The New York Islanders’ long-shot playoff hopes always hinged on a collapse by the Washington Capitals.
On Tuesday night, the teams will meet in the first game of a back-to-back with the Capitals’ playoff spot secure and the Islanders left playing for pride.
The Capitals (44-23-12, 100 points) still have hopes of climbing out of a wild-card position and into third place in the Metropolitan Division, while sitting one point behind the Pittsburgh Penguins. They take another step toward that goal at home Tuesday, with the rematch set for Thursday at New York.
Both teams were off Monday after absorbing defeats at home Sunday. The Capitals squandered a two-goal third-period lead and fell to the Toronto Maple Leafs 4-3 in a shootout, while the Islanders lost to the Carolina Hurricanes 5-2.
The loss may have been extra costly for the Capitals, who played the final 22-plus minutes and the shootout without superstar left wing Alex Ovechkin. He exited after tripping over the stick of Maple Leafs goalie Erik Kallgren and crashing into the boards with his left shoulder absorbing the impact.
Head coach Peter Laviolette didn’t provide an update on Ovechkin after the game, and Washington didn’t practice Monday.
“I just talked to him and I think he’ll be alright,” Capitals right winger T.J. Oshie said. “It’s always scary seeing ‘Big 8′ go down and lay on the ice.”
The comeback by the Maple Leafs also cost the Capitals a chance to at least temporarily move into third place in the division. They do have a game in hand on the Penguins.
The third-place finisher in the division will face the second-place team, currently the New York Rangers with 108 points. The Rangers are four points behind the first-place Carolina Hurricanes heading into a game between the teams at Carolina on Tuesday. The fourth-place team will likely be the second and final wild card and draw the Florida Panthers in the first round.

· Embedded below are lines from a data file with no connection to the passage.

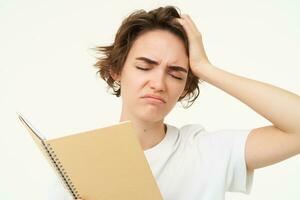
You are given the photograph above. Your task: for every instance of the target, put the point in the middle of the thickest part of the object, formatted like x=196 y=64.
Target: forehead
x=161 y=45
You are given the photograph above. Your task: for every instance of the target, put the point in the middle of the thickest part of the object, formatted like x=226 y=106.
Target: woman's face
x=154 y=76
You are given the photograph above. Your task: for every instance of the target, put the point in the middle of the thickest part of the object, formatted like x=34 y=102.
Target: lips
x=154 y=97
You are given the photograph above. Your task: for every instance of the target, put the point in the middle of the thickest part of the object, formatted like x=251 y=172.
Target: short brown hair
x=140 y=21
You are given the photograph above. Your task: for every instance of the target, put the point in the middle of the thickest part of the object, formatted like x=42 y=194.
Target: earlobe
x=115 y=76
x=183 y=93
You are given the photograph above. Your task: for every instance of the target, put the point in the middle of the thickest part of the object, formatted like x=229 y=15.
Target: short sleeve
x=238 y=177
x=222 y=152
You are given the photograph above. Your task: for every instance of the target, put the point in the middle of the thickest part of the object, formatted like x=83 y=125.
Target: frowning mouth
x=154 y=98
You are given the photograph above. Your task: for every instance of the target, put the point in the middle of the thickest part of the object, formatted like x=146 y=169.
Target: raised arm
x=265 y=145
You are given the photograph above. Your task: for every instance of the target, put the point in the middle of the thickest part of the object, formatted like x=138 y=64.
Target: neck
x=148 y=133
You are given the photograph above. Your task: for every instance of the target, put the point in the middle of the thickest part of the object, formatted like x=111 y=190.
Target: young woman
x=158 y=59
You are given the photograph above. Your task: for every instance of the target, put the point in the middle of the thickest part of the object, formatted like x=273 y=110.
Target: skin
x=265 y=145
x=166 y=49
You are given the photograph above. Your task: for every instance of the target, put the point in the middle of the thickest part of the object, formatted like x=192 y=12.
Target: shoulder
x=199 y=135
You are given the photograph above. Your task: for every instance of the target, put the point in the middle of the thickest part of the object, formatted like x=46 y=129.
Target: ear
x=183 y=93
x=115 y=76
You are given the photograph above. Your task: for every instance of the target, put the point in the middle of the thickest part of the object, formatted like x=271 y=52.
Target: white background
x=47 y=73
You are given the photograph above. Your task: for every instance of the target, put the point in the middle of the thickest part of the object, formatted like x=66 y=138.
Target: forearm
x=280 y=107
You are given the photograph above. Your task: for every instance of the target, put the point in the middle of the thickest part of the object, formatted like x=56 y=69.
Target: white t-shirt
x=191 y=163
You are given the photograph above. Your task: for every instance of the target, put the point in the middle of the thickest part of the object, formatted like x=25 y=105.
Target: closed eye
x=146 y=69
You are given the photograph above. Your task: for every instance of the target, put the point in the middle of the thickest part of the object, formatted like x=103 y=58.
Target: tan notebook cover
x=106 y=163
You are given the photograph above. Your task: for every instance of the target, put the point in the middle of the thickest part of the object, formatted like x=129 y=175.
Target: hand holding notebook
x=106 y=163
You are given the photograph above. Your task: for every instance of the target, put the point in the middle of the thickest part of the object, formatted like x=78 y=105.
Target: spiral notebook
x=106 y=163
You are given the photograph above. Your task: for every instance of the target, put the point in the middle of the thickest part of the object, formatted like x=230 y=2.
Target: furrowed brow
x=172 y=67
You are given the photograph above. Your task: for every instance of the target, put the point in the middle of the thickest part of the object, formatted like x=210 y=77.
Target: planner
x=107 y=163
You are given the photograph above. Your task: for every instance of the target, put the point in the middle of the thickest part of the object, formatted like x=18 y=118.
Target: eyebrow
x=153 y=62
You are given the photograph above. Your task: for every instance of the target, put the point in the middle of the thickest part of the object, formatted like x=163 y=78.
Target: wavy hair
x=137 y=23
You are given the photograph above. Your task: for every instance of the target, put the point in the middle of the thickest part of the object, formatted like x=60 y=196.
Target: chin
x=151 y=117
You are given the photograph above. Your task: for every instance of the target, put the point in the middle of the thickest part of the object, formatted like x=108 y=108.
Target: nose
x=157 y=82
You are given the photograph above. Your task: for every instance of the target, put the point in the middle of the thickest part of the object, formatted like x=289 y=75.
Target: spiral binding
x=61 y=171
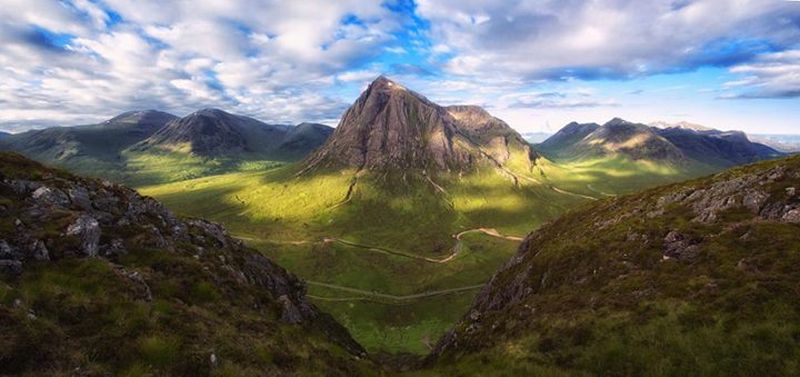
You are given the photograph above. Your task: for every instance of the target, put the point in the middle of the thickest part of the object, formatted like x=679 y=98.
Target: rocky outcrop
x=677 y=143
x=47 y=216
x=391 y=128
x=711 y=244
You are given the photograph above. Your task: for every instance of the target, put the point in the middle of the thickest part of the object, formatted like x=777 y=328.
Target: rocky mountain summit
x=213 y=132
x=390 y=127
x=73 y=252
x=102 y=142
x=636 y=283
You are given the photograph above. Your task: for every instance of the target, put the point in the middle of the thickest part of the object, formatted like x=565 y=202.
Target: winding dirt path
x=365 y=294
x=455 y=250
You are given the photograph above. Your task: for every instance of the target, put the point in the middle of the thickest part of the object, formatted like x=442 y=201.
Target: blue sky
x=539 y=64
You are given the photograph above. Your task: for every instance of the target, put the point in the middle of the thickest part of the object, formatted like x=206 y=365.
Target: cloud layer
x=78 y=61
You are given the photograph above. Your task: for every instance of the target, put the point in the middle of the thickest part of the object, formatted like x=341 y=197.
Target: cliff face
x=74 y=251
x=392 y=128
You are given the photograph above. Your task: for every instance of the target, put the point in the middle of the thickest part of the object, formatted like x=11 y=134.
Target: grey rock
x=5 y=250
x=39 y=251
x=51 y=196
x=10 y=267
x=23 y=187
x=290 y=313
x=679 y=246
x=79 y=197
x=792 y=216
x=87 y=229
x=754 y=199
x=115 y=248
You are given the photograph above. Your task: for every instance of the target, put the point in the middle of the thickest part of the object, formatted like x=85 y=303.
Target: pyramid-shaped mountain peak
x=390 y=127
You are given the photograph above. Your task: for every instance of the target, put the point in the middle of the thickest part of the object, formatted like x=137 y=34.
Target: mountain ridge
x=660 y=141
x=390 y=127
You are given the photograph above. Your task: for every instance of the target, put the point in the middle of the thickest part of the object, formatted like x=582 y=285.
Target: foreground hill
x=213 y=132
x=682 y=143
x=146 y=147
x=89 y=147
x=397 y=220
x=720 y=148
x=695 y=278
x=98 y=280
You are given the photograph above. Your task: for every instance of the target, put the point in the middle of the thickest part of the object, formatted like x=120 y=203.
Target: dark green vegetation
x=97 y=280
x=683 y=145
x=404 y=219
x=404 y=213
x=696 y=278
x=146 y=147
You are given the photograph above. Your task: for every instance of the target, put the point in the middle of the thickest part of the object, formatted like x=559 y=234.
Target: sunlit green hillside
x=380 y=251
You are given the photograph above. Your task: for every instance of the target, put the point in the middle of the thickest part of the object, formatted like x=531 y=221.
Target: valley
x=404 y=211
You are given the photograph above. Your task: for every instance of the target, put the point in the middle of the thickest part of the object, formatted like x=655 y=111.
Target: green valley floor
x=397 y=260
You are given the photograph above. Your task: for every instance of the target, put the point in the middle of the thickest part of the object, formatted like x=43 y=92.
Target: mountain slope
x=696 y=278
x=101 y=142
x=724 y=148
x=391 y=128
x=98 y=280
x=302 y=139
x=678 y=144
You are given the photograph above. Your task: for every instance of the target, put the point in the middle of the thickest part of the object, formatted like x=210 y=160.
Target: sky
x=538 y=64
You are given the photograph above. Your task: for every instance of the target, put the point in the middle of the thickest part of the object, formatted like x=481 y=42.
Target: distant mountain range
x=213 y=132
x=207 y=133
x=675 y=143
x=669 y=281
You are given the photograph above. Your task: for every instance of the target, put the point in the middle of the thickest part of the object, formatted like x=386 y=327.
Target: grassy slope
x=408 y=217
x=607 y=304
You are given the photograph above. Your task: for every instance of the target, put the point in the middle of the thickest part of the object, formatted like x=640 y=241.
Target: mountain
x=779 y=142
x=569 y=135
x=536 y=137
x=147 y=147
x=695 y=278
x=213 y=132
x=677 y=143
x=722 y=148
x=300 y=140
x=391 y=128
x=102 y=142
x=616 y=137
x=490 y=133
x=98 y=280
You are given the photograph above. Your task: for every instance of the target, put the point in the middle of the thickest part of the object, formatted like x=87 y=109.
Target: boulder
x=87 y=229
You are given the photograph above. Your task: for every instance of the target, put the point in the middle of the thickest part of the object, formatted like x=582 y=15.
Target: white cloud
x=262 y=58
x=615 y=38
x=775 y=75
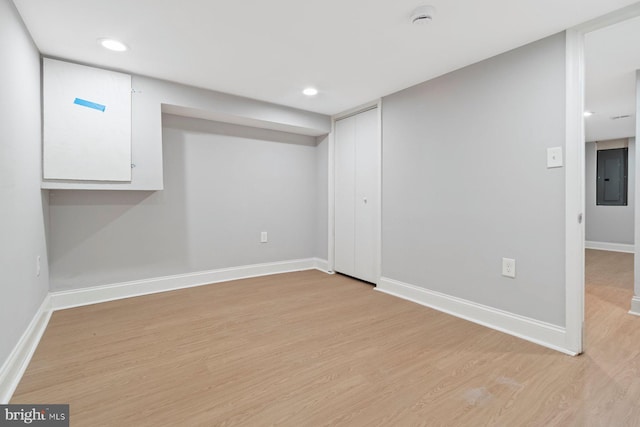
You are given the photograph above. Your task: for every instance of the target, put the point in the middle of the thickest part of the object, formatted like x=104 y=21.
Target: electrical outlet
x=508 y=267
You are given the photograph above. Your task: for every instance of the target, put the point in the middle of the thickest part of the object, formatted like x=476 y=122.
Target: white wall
x=224 y=184
x=608 y=224
x=322 y=194
x=465 y=182
x=22 y=234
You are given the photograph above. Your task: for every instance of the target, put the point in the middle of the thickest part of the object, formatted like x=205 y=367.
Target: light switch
x=554 y=157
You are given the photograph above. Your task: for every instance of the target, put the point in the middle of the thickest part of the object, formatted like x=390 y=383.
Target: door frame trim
x=332 y=189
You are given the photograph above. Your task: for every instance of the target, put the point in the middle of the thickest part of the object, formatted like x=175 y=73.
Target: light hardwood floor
x=308 y=349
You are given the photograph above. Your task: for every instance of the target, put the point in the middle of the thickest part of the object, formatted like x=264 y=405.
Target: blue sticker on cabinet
x=89 y=104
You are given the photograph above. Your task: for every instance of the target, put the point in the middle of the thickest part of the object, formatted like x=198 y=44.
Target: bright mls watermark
x=34 y=415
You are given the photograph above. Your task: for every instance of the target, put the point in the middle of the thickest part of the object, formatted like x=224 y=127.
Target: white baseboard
x=614 y=247
x=538 y=332
x=635 y=306
x=13 y=368
x=97 y=294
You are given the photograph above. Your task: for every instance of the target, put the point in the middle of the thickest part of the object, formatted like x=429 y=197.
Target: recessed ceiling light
x=310 y=91
x=113 y=45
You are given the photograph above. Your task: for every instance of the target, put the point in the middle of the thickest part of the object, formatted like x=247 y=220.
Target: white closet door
x=356 y=195
x=366 y=200
x=345 y=188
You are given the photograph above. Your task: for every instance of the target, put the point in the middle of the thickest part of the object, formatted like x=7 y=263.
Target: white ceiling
x=612 y=57
x=353 y=51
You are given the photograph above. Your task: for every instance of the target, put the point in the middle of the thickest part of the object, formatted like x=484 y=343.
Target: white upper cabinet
x=87 y=123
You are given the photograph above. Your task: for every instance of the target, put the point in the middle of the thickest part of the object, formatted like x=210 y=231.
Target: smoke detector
x=423 y=15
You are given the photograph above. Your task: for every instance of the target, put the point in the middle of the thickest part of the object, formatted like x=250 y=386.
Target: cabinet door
x=87 y=123
x=344 y=167
x=366 y=199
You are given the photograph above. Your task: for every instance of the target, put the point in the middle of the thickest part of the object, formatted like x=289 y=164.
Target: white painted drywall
x=608 y=224
x=21 y=200
x=224 y=185
x=635 y=303
x=465 y=182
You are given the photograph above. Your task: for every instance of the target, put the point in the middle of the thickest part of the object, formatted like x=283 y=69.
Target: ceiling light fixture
x=310 y=91
x=423 y=15
x=114 y=45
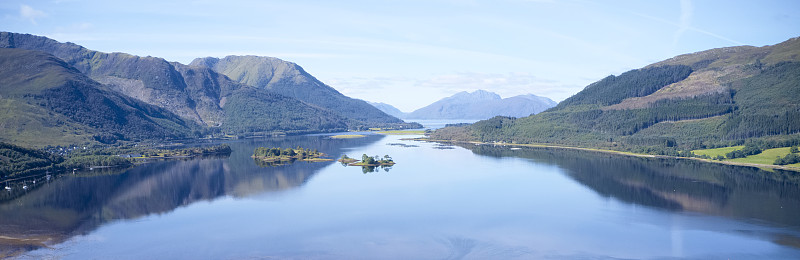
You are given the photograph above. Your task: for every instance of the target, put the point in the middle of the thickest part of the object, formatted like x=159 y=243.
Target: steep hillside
x=291 y=80
x=389 y=109
x=194 y=93
x=706 y=99
x=482 y=104
x=47 y=102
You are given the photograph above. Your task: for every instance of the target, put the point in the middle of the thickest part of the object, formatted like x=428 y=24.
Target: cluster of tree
x=254 y=111
x=298 y=152
x=788 y=159
x=113 y=116
x=20 y=161
x=761 y=109
x=96 y=160
x=372 y=160
x=635 y=83
x=744 y=152
x=767 y=103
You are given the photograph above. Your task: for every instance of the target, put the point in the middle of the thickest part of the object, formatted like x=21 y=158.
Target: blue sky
x=410 y=53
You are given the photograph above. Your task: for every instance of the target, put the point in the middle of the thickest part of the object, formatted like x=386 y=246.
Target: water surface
x=470 y=202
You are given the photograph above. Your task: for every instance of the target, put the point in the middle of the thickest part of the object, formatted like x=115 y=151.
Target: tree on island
x=367 y=159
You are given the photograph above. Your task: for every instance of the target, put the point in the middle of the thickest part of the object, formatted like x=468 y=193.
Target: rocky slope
x=706 y=99
x=45 y=101
x=289 y=79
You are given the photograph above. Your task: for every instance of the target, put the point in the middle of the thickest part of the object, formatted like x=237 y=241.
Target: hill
x=389 y=109
x=708 y=99
x=291 y=80
x=194 y=93
x=47 y=102
x=482 y=104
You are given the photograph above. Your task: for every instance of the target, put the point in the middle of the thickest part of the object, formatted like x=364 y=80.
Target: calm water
x=471 y=202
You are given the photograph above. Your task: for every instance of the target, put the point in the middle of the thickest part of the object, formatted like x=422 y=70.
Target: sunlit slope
x=708 y=98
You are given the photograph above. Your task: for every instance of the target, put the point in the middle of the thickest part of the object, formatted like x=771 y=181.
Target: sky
x=410 y=53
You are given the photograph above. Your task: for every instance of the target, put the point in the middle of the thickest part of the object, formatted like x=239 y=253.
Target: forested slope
x=707 y=99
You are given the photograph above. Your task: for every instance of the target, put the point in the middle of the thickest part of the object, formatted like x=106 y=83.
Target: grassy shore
x=403 y=132
x=347 y=136
x=751 y=163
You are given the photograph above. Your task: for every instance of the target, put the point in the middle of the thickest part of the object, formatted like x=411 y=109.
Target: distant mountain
x=482 y=104
x=712 y=98
x=211 y=99
x=48 y=102
x=388 y=109
x=289 y=79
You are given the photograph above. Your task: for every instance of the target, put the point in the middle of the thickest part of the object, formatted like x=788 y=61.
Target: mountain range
x=479 y=104
x=714 y=98
x=170 y=99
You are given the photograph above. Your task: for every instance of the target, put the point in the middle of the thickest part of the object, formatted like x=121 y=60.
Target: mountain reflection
x=74 y=205
x=675 y=184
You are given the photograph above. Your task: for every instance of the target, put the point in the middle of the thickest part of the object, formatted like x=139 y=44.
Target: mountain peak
x=477 y=95
x=482 y=104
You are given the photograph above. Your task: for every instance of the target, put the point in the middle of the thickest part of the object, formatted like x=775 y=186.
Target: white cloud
x=506 y=85
x=684 y=23
x=408 y=93
x=30 y=14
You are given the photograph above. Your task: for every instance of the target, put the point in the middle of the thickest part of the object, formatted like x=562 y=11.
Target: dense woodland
x=761 y=110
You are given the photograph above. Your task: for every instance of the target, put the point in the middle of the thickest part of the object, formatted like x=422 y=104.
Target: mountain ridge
x=289 y=79
x=197 y=93
x=47 y=101
x=481 y=104
x=713 y=98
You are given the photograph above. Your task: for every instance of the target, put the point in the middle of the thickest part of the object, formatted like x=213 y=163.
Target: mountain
x=211 y=99
x=291 y=80
x=388 y=109
x=45 y=101
x=712 y=98
x=482 y=104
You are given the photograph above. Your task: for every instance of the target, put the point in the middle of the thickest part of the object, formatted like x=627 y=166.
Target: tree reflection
x=674 y=184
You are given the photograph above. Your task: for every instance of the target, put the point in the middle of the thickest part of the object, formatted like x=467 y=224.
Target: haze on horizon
x=412 y=53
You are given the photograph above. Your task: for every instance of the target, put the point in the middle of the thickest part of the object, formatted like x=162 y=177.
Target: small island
x=367 y=160
x=276 y=156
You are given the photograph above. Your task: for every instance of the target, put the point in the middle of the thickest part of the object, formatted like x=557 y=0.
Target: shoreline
x=771 y=166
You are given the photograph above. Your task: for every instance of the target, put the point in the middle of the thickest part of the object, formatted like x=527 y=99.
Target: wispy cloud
x=507 y=85
x=684 y=23
x=690 y=28
x=391 y=90
x=30 y=14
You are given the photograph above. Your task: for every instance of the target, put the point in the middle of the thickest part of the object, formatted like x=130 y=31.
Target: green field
x=403 y=132
x=767 y=156
x=347 y=136
x=718 y=151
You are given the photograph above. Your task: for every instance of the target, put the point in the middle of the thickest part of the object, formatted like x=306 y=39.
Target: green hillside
x=291 y=80
x=199 y=94
x=715 y=98
x=44 y=101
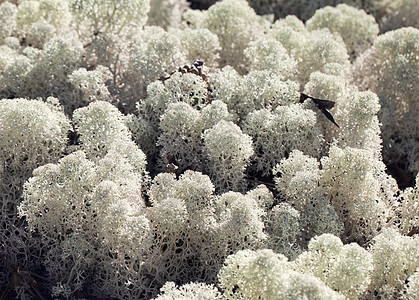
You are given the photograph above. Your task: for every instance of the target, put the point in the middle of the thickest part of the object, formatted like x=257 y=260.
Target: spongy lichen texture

The Boston Bruins hold the first wild-card spot, three points ahead of the Capitals. Both teams have three games remaining.
“It’s tough, it’s frustrating — that’s a game we can’t lose,” Laviolette said of the Capitals, who scored twice in the first three minutes following Ovechkin’s exit before the Maple Leafs stormed back. “We’re doing all the right things and we let it off the hook at the end, so that’s on us.”
Even with the loss, the Capitals are 16-5-3 since March 1, a stretch that ended any hopes the Islanders had of digging out of the hole created by their 11-game losing streak amid a COVID-19 outbreak Nov. 7-Dec. 5. New York had made the playoffs each of the previous three seasons.
The Islanders (35-34-10, 80 points) have gone a respectable 15-13-2 since March 1 but have lost three points in the standings to the Capitals. New York has lost five straight and hasn’t led in any of its last three losses while playing 35 games in the season’s final 63 days.
“You want to win,” Islanders left winger Matt Martin said. “You want to feel good and be happy and have a smile. This season didn’t go the way anyone expected it to. That’s disappointing. It’s not a whole lot of fun playing below expectations.”